Emmanuel had been studying economics, but decided to enter the music conservatory instead, to learn the drums and the use of the illustrious “ondes Martenot,” a primitive electronic musical instrument.
He composed a few solo numbers, remarkable for their use of that instrument. Looking for someone to write lyrics to go with his instrumental tracks, he asked Bruno to try a few. Bruno and Emmanuel thereby put together a small repertoire, with no ambition other than to have fun. Although the details are now forgotten, they worked hard to bring their song to the attention of Nicole Croisille (a singer and actress), who suggested sending the demo to her friend Norbert Saada, who headed a label called La Compagnie.
This unprecedented use of the ondes Martenot in a pop song attracted Saada, who offered to make a record. Emmanuel quickly assembled a small team to make the recording. The sessions took place at Dominique Blanc Francart’s studio on rue de la Gaîté in Paris, with Bernard Lubat on percussion, François Rabath on stand-up bass, Jimenez and Jean-Pierre Dariscuren playing guitar, Emmanuel Pairault and Sylvain Gaudelette on the ondes Martenot, not to mention Bruno on vocals. Four tracks were recorded for the EP: “Maintenant je suis un voyou,” “Eve,” “Hallucinations” and “Galaxie.”

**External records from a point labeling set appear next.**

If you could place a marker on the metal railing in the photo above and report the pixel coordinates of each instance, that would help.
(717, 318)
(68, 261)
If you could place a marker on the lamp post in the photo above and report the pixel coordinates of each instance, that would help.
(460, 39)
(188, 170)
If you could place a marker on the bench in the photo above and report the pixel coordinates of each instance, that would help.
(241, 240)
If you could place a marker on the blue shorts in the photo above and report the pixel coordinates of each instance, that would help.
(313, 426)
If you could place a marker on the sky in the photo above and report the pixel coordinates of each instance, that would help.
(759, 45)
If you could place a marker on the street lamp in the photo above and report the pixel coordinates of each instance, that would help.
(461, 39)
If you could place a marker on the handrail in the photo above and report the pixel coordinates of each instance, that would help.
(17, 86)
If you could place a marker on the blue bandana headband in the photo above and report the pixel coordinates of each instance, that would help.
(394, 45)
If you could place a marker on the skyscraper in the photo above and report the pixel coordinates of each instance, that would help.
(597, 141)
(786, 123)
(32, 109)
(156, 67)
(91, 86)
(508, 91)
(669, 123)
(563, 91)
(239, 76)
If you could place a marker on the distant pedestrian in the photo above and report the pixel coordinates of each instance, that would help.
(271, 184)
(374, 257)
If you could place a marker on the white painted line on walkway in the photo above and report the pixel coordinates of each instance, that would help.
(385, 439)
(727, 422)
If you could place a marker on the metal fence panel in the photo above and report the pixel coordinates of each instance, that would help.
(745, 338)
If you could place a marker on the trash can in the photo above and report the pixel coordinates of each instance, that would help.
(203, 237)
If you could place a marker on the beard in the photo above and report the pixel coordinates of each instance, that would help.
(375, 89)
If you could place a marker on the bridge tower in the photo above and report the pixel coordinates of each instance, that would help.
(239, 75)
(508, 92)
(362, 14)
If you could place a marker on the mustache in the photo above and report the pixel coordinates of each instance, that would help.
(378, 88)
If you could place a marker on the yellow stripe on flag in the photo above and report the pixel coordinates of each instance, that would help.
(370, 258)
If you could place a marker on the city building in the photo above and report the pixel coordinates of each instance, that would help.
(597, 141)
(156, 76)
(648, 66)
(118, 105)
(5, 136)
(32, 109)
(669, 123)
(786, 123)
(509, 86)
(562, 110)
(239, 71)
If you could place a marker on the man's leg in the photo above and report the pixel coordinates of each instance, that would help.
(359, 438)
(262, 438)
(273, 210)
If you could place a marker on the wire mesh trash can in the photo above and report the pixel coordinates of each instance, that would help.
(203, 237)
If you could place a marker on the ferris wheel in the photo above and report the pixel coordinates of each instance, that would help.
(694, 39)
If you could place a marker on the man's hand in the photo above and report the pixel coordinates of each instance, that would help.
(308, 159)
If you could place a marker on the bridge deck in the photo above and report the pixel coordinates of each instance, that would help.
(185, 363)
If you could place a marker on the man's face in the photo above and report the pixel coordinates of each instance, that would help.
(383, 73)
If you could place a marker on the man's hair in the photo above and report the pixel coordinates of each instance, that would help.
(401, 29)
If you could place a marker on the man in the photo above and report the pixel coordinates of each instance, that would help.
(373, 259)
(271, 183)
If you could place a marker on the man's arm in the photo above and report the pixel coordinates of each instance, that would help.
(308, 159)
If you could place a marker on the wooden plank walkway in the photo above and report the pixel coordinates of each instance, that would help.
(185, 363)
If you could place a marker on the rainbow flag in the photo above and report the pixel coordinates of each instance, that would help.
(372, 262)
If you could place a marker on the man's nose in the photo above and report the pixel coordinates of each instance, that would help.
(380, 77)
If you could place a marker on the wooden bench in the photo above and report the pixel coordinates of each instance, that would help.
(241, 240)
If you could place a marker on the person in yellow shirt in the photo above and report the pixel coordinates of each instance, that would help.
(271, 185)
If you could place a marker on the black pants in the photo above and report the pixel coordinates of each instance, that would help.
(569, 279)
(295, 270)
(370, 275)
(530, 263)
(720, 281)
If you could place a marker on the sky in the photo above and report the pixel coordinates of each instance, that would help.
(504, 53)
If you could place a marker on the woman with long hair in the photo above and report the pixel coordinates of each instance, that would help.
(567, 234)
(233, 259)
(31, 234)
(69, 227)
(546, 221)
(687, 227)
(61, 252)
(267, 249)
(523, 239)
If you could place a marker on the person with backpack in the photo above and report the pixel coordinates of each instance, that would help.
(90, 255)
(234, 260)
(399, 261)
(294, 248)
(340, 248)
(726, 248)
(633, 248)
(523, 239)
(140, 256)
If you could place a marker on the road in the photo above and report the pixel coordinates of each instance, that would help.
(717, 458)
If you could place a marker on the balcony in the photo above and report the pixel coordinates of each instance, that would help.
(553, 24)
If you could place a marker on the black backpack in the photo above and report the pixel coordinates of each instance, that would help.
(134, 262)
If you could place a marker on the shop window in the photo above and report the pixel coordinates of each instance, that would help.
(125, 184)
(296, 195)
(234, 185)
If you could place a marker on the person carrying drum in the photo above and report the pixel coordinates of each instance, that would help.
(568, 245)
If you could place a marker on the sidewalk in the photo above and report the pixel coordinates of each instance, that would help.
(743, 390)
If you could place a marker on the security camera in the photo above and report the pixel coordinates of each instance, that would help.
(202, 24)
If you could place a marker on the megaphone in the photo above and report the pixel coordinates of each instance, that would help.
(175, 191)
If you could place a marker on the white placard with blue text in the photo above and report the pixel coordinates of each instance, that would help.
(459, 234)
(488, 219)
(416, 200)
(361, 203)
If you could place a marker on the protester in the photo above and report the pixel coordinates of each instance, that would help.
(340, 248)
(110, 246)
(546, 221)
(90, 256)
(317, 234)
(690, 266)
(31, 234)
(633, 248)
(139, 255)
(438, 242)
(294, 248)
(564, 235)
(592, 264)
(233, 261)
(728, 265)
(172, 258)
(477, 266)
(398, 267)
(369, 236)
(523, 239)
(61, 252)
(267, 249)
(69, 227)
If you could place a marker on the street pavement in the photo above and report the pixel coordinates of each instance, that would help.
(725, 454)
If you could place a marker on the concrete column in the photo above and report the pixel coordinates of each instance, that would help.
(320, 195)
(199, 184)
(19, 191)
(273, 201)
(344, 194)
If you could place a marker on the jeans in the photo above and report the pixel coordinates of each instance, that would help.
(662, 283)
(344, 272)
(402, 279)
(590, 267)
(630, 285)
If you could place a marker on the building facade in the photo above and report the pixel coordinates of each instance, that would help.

With the sessions completed, Bruno left for his obligatory military service and thus lost control over things. Saada pressed a promotional 45 in an attempt to find a licensing deal in Canada, to no avail. A real collector’s item, this 45 includes “Maintenant je suis un voyou” and “Galaxie.”
Back from his military service, Bruno learned that Saada had gone out of business and sold his catalog, putting an end to any hope of issuing the EP (1969). “Eve” has never before appeared on a record.
NATO – Je t’apprendrai à faire l’amour (1969)
Nato was born in 1944 in Belgium to a middle-class family. His father was a relatively high-ranked government official. His mother was a devout Catholic and he received a very strict religious upbringing. He studied at the Collège de St Luc, a top Belgian fine arts university, and quickly discovered a passion for painting.
His first job after school was as a decorator for the Belgian national airline Sabena. But soon, this non-conformist, still unknown in the art world, felt stifled and quit the job to focus solely on his art, which developed in multiple media. Nato did a bit of everything: painting, performance art, sculpture, music and cinema. He acted in several feature films for his friend Christian Mesnil, including the mysterious “Psychedelissimo.”
Quickly, his painting became erotic and sex became central in his work. In 1968, Nato signed with the Riviera label and issued two explosive 45s simultaneously: “L’amour interdit par la loi (illegal love) / Je t’apprendrai à faire l’amour (I’ll teach you to make love)” and “Marijuana / Faire l’amour / Tu ne dis pas ça / Le grand voyage” (1969), all too provocative for commercial success.
Clearly hippie-minded and subversive, his songs are all odes to fornication, free love and artificial paradises, which obviously are not everyone’s cup of tea.
The records flopped and Nato returned to painting. He organized numerous exhibitions and happenings throughout Belgium.
In 1974, he recorded the album “Actuel Un” (Barclay) together with the Swedish group Lady Pain and moved to Paris with his wife and children. In the years that followed, Nato continued with a regular stream of artistic projects, including the conceptual albums “F.M Acoustic” and “Triple objet créatif de consommation auditive” (1982), which did not have any greater success. Both were also pretty demented, to put it kindly.